I underwent thyroid surgery in 2010 due to nodules that had grown on my thyroid. I first noticed the nodules in 2003 as a slight swelling in my throat. The nodules did not bother me until the size reached a point where eating and drinking was becoming a hazard due to choking. At this point, I also felt constant pressure in my throat and felt as if someone were squeezing my neck softly.
By late 2010, I knew I could not wait any longer to visit a specialist and scheduled an appointment. At the first consultation, I filled out the standard paperwork that included family medical history and any thyroid related health issue.
My mother has Graves disease so this was one of the things the doctors checked for in the blood tests.
I underwent multiple tests ordered by my doctor including a complete blood workup, a thorough physical, and an ultrasound of my thyroid to rule out any underlying health issues that may affect surgery. A fine needle biopsy was performed to rule out cancer and thankfully, the nodule was benign, or non-cancerous. The biopsy was a quick but painful procedure even though the doctor numbed the area before the biopsy.
My surgery was scheduled and I was advised to arrive early for any last minute tests or paperwork that needed taken care of prior to surgery.
The surgeon consulted with me to explain the operation and the approximate length of time the surgery would take to complete. Next, the anesthesiologist arrived with details regarding what anesthetics would be used during surgery and what to expect when upon waking.
The nurse then placed an IV to administer for the anesthesiologist to administer the anesthetic for any medications the doctor might order, such as pain medications.
After surgery, I work up in the recovery area with a four-inch incision and drain tube located in the thyroid region. The incision, closed with steri-strips, was numb and I did not feel any pain in that area until the anesthetic wore off. I was instructed to let the steri-strips fall off on their own and not to pull or scratch at them.
My doctor chose to use the traditional surgical procedure due to the size of the nodule on my thyroid and the fact that the size of the growth was about three inches in length running parallel to my collarbone.
My throat felt scratchy due to the tube placed down my throat to assist in breathing during surgery. I noticed immediately that my voice had changed from normal to sounding as if I was hoarse. My doctor and I had discussed possible changes to my voice because of the surgery, so this change was not a surprise. My voice is still hoarse four years later, although most patients recover a normal voice shortly after surgery.
I went home the same day as surgery with the drainage tube still in my throat. Normally an overnight stay would be recommended to check for excessive bleeding or any other issues that may arise. I was allowed to resume a normal diet as soon as I felt able and any pain subsided.
My doctor recommended weight restrictions for approximately three weeks after surgery with limited activity the first week. After the initial week, I resumed normal activity and returned to work.

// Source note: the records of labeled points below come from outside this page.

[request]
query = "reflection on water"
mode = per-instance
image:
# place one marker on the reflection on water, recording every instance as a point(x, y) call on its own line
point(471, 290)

A month after my surgery, thyroid hormone levels were checked and found to be low, by this time, I was feeling extreme fatigue. I take the thyroid hormone replacement medication, levothyroxine, at a low does daily and will need this medication the rest of my life.
The scar on my neck was raised and red right after surgery, then turned white, and now has faded to a slim line that is not noticeable unless I bring attention to it.
Thyroid surgery may seem frightening but overall, this was the simplest surgery I have had and the recovery time was minimal. Bring a list of questions to ask your doctor during your initial consultation so you know what to expect and to ease your mind.